Biochemical Characterization of DpcA from Psychrobacter cryohalolentis K5: The First Extremophilic Member of the Haloalkane Dehalogenase Family

Biochemical Characterization of DpcA from Psychrobacter cryohalolentis K5: The First Extremophilic Member of the Haloalkane Dehalogenase Family

Ivana Drienovská¹, Eva Chovancová¹, Táňa Koudeláková¹, Jiří Damborský¹² and Radka Chaloupková¹

¹Loschmidt Laboratories, Department of Experimental Biology and Research Centre for Toxic Compounds in the Environment, Faculty of Science, Masaryk University, Kamenice 5/A4, 625 00 Brno, ²International Clinical Research Center, St. Anne's University Hospital, 656 91 Brno
drienovska@mail.muni.cz

Haloalkane dehalogenases (HLDs, EC 3.8.1.5) are microbial enzymes which catalyze the hydrolysis of a carbon-halogen bond in halogenated aliphatic hydrocarbons, releasing a halide ion and a corresponding alcohol, as the reaction products. HLDs catalyze the reactions of great environmental and biotechnological significance with potential application in the bioremediation, the biosensing, the decontamination of warfare agents, the synthesis of optically pure compounds, the cellular imaging and the protein tagging. The effective use of biocatalysts in these applications requires availability of enzymes with specific properties under harsh process conditions. Such properties can be easily obtained by isolation of novel biocatalysts from the extremophiles, producing the enzymes called extremozymes. These enzymes are able to operate under extreme conditions such as high or low temperature, high or low pH, pressure or high salinity.

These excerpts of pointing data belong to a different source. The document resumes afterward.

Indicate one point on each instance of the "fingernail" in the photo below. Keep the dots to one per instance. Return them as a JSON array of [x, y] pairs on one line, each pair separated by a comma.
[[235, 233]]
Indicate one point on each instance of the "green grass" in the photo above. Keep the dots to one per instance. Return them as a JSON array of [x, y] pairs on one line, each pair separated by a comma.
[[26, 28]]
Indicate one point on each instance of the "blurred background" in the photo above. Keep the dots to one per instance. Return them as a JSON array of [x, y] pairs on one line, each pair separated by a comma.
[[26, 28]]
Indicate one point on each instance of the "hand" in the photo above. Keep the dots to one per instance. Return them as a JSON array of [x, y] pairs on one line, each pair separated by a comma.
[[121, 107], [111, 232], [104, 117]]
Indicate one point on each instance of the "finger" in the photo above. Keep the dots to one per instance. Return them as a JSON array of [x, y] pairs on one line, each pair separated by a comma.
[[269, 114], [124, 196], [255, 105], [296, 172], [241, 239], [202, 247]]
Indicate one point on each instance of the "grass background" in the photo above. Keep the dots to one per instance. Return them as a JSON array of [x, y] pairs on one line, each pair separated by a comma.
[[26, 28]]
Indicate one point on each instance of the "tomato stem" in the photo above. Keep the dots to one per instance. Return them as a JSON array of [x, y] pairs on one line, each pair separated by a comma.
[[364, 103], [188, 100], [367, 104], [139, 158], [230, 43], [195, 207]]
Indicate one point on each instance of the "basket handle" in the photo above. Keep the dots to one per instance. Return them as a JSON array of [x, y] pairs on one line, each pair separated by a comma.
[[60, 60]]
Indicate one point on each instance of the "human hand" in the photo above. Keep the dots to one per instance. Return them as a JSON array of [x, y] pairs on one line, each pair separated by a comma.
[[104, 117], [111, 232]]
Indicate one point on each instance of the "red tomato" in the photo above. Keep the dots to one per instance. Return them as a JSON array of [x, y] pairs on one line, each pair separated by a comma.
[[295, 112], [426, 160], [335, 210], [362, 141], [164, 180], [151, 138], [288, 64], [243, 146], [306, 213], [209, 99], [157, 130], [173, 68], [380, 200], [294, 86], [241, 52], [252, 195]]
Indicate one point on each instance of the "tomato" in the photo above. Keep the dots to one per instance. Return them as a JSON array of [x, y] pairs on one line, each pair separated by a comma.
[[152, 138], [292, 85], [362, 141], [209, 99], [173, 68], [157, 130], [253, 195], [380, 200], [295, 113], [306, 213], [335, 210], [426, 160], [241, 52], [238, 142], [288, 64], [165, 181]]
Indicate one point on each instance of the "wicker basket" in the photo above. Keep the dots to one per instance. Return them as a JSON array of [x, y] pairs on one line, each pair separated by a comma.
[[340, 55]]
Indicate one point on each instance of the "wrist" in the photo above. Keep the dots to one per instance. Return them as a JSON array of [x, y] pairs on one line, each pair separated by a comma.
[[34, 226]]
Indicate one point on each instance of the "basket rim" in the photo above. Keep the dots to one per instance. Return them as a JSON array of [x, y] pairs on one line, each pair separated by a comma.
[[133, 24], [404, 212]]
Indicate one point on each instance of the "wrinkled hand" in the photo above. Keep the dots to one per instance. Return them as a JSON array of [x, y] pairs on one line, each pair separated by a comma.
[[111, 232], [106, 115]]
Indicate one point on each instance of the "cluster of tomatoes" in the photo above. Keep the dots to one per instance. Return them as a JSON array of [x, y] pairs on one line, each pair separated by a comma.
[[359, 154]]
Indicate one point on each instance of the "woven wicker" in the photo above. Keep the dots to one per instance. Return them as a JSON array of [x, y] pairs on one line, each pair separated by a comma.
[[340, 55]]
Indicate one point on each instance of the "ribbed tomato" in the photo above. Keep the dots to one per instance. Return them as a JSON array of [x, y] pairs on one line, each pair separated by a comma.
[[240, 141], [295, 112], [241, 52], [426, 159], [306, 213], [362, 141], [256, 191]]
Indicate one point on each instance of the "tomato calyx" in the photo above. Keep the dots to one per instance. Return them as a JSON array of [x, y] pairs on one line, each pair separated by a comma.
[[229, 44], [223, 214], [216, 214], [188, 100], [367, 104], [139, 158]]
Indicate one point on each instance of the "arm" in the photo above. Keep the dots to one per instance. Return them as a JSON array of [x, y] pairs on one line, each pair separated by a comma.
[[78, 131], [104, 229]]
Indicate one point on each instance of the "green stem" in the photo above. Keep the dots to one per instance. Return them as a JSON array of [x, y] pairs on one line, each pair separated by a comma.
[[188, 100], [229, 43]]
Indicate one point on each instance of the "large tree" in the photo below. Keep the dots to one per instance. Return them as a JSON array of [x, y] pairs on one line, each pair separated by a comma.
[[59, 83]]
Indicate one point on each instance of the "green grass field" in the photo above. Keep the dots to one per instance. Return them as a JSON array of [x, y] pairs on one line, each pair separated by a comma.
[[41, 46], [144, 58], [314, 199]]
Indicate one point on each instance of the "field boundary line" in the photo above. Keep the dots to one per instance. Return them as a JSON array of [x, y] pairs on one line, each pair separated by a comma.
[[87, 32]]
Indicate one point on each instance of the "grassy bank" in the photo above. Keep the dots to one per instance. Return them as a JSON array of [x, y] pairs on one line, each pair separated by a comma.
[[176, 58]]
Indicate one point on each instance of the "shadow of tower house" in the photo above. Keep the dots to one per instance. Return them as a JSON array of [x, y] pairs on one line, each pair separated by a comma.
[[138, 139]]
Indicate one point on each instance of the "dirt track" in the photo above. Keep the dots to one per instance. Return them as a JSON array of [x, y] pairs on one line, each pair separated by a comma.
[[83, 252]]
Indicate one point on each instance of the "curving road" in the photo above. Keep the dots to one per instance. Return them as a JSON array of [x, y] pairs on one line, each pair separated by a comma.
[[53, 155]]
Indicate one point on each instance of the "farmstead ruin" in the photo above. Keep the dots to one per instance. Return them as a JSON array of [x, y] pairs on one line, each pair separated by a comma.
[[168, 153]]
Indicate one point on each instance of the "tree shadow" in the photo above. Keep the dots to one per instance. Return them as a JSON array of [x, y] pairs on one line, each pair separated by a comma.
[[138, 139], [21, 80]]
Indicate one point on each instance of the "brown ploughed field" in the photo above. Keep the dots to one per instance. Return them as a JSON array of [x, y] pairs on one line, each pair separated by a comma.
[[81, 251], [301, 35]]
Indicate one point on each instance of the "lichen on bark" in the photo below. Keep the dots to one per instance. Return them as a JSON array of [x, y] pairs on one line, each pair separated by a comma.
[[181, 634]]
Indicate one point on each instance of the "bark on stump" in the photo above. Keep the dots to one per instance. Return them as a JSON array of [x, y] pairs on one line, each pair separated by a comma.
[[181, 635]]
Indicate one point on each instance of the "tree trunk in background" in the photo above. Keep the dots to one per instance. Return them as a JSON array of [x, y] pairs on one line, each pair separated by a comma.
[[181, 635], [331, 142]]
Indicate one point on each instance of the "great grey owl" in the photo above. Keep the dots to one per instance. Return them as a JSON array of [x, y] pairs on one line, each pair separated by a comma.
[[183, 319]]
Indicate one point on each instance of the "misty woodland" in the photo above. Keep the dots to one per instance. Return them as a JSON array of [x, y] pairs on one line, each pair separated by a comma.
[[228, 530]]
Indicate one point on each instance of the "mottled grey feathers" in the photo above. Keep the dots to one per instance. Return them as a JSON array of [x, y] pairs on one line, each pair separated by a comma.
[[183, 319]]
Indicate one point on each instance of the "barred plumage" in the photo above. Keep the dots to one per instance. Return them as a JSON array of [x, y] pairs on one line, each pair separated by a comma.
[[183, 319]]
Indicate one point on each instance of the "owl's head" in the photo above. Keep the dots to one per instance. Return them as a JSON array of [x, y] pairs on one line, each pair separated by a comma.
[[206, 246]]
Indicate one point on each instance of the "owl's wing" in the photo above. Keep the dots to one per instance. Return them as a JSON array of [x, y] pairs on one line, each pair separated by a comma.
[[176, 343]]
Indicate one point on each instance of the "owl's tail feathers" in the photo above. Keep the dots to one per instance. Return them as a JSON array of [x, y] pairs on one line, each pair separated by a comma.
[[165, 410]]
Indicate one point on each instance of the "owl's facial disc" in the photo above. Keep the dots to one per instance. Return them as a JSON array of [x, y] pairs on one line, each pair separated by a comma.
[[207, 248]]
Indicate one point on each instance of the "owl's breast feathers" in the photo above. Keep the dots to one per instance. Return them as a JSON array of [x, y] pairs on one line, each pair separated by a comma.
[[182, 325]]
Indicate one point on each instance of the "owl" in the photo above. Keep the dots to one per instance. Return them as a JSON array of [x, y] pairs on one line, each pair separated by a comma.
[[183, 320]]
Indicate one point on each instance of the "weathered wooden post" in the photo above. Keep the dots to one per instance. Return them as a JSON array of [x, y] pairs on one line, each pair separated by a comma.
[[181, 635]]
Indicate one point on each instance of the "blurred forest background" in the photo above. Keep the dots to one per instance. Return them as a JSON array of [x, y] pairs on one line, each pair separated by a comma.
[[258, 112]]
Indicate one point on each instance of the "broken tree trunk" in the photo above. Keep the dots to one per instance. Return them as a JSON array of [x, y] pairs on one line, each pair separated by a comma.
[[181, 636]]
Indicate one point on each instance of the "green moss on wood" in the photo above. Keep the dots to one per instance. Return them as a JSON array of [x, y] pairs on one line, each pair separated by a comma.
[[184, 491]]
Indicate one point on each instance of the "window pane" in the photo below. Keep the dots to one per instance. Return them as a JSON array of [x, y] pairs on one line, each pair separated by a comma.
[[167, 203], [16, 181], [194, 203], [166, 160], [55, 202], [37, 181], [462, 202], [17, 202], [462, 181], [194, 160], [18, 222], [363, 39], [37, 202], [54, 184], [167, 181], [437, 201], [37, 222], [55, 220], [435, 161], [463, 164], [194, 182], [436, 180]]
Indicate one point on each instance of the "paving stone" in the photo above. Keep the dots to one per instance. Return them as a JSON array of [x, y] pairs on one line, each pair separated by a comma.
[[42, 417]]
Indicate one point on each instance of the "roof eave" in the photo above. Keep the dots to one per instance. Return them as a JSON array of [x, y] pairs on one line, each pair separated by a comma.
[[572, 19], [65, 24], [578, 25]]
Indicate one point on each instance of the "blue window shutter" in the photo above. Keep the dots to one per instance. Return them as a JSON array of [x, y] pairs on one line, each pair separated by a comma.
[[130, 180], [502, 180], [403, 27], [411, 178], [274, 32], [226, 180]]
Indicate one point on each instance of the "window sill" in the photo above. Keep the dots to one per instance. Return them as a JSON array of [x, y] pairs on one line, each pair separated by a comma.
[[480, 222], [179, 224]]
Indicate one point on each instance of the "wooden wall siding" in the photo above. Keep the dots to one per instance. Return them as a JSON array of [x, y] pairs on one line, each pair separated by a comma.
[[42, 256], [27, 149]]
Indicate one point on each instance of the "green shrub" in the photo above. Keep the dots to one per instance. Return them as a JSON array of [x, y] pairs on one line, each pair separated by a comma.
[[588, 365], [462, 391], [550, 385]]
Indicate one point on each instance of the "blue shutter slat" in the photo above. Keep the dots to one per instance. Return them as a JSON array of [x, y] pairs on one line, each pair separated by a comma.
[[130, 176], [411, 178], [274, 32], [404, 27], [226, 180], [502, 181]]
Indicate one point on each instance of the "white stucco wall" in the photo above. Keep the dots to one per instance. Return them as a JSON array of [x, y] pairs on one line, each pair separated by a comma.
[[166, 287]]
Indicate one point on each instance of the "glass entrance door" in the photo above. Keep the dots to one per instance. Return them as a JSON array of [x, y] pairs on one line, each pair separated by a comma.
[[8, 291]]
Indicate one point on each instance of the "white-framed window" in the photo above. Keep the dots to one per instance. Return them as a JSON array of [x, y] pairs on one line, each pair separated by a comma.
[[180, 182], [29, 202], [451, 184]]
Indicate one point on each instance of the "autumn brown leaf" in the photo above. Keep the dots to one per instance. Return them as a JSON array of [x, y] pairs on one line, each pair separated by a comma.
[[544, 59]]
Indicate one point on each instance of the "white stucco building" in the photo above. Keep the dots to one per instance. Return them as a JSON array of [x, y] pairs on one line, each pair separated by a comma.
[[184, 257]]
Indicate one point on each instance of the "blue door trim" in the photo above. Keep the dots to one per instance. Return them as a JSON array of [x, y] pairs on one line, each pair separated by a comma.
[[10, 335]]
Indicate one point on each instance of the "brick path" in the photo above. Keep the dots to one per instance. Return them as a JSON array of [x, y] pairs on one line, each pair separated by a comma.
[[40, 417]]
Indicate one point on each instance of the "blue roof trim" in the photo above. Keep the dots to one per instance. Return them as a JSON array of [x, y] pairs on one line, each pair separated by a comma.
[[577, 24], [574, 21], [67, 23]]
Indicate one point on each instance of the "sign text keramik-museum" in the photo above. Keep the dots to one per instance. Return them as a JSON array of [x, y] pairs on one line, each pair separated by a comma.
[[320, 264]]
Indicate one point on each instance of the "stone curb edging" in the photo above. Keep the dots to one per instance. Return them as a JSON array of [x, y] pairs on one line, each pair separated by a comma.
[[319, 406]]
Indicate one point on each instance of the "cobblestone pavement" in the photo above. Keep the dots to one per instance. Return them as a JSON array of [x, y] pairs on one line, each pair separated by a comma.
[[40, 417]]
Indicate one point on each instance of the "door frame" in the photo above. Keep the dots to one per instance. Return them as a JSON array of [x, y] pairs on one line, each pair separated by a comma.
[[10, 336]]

This study describes identification, isolation and biochemical characterization of a novel haloalkane dehalogenase DpcA from Psychrobacter cryohalolentis K5, representing the first extremophilic member of the haloalkane dehalogenase family. This enzyme was purified to homogeneity by metaloaffinity chromatography and biochemically characterized. Correct folding of DpcA was verified by the circular dichroism spectroscopy. Substrate specificity of the enzyme was tested towards thirty different halogenated compounds to confirm its dehalogenase activity. DpcA exhibited one of the narrowest substrate specificity profiles from all biochemically characterized HLDs. It was most active towards 1,3-dibromopropane, 1-bromohexane and 1-bromobutane, generally preferred brominated and terminally substituted substrates. Compared to other HLDs, DpcA has the lowest thermostability (T_m = 34.7 ± 0.6 °C), possesses very unique temperature profile with maximal activity at 25 °C and retains more than 45 % of its activity bellow 15 °C. The psychrophilic properties of DpcA make this enzyme promising biocatalyst for various environmental applications, such as biosensing and/or bioremediation of groundwater contaminated by halogenated pollutants.

This work was supported by the European Regional Development Fund (CZ.1.05/2.1.00/01.0001 and CZ.1.05/1.1.00/02.0123), the Grant Agency of the Czech Republic (P202/10/1435 and P207/12/0775) and the Grant Agency of the Czech Academy of Sciences (IAA401630901).